A Third Intermediate Period Burial 'Ad Sanctos' at Abydos

Supreme Council of Antiquities
2007

It is a great pleasure to dedicate this contribution to David O’Connor, and to acknowledge the generosity and insight with which he guided my research as a student and continues to contribute to it as a colleague. The present study concerns two subjects to which he has devoted significant attention: the Third Intermediate Period and the archaeology of North Abydos. In a very real sense, the ongoing research of the many projects of the Penn-Yale-IFA Expedition to Abydos is a legacy of his mentorship that has enriched our understanding of such major socio-cultural processes such as state formation, urbanism, regionalism and core-periphery relations, trade, agency and the construction of sacred landscape in Egypt.

The artifact that forms the focus of the present discussion was exposed in the course of excavations carried out in North Abydos in 1997, under the auspices of the University of Pennsylvania Museum-Yale University-Institute of Fine Arts, New York University Expedition to North Abydos. The research formed one component of an ongoing systematic archaeological investigation of the area adjacent to the Osiris Temple Enclosure, which has been identified as the ‘Votive Zone’ (see Fig. 1). The 1997 field season followed the work of the previous year in which a previously unknown cult structure built during the reign of Thutmose III was found at the site and partially excavated (Pouls Wegner 2002: 264ff).
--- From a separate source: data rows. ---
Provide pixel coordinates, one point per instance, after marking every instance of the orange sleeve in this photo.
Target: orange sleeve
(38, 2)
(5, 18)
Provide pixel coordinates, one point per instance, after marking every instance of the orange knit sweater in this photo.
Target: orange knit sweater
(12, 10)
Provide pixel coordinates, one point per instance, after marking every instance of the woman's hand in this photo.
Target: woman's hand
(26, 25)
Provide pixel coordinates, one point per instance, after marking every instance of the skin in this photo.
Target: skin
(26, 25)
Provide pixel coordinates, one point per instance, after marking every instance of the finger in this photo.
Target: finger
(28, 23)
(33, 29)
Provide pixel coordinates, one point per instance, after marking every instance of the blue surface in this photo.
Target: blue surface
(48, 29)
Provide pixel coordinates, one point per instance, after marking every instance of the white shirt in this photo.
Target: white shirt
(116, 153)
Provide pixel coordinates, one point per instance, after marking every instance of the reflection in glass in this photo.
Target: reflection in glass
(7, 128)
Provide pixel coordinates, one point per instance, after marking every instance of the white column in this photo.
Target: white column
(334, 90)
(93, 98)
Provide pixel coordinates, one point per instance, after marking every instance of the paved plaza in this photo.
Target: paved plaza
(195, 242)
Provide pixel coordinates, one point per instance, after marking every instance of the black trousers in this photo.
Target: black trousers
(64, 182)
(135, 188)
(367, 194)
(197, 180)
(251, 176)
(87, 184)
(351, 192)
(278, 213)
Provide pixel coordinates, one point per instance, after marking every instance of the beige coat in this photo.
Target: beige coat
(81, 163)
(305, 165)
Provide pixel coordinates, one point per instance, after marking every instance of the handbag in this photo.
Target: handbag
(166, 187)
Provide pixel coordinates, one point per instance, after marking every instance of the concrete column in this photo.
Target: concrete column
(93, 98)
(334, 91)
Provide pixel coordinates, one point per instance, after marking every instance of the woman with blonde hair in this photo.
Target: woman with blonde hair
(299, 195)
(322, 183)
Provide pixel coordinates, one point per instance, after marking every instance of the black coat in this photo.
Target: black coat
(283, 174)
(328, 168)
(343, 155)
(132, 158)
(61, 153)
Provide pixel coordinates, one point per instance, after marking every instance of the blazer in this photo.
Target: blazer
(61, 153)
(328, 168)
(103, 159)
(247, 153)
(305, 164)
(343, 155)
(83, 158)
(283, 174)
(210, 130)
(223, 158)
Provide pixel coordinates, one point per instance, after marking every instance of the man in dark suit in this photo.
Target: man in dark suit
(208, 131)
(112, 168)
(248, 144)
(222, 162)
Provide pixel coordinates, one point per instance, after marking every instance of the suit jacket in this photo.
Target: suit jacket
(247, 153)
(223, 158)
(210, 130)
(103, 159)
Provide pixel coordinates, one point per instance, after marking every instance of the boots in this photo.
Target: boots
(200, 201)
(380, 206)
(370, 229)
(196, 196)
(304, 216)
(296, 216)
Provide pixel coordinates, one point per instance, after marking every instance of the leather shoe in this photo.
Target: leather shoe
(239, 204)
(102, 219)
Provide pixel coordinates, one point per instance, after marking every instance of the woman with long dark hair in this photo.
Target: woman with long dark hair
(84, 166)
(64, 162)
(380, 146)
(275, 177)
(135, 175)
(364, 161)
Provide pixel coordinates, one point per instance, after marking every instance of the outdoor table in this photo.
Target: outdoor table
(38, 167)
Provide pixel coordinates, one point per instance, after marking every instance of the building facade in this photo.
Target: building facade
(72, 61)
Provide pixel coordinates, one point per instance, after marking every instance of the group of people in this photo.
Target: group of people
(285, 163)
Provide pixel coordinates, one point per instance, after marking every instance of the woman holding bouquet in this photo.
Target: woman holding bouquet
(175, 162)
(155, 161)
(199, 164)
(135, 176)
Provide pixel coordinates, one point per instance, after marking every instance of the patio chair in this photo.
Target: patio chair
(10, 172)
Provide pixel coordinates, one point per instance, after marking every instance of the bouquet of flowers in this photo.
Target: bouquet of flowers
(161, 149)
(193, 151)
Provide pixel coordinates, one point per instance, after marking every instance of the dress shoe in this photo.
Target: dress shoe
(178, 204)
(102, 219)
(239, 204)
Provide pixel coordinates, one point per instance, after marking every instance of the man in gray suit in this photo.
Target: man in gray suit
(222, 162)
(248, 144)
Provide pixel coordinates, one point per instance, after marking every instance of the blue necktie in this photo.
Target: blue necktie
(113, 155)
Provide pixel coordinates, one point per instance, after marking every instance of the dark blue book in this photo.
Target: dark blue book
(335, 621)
The designation of the Votive Zone refers to its utilization as a locus of ritual activity involving the dedication of monuments and artifacts to local deities in the hope of receiving reciprocal offerings from the temple institution and of participating symbolically in cult rituals associated with that institution, a pattern of utilization attested in the material culture remains of the Middle through New Kingdom from the site (Pouls Wegner 2002: 53-54, 104ff).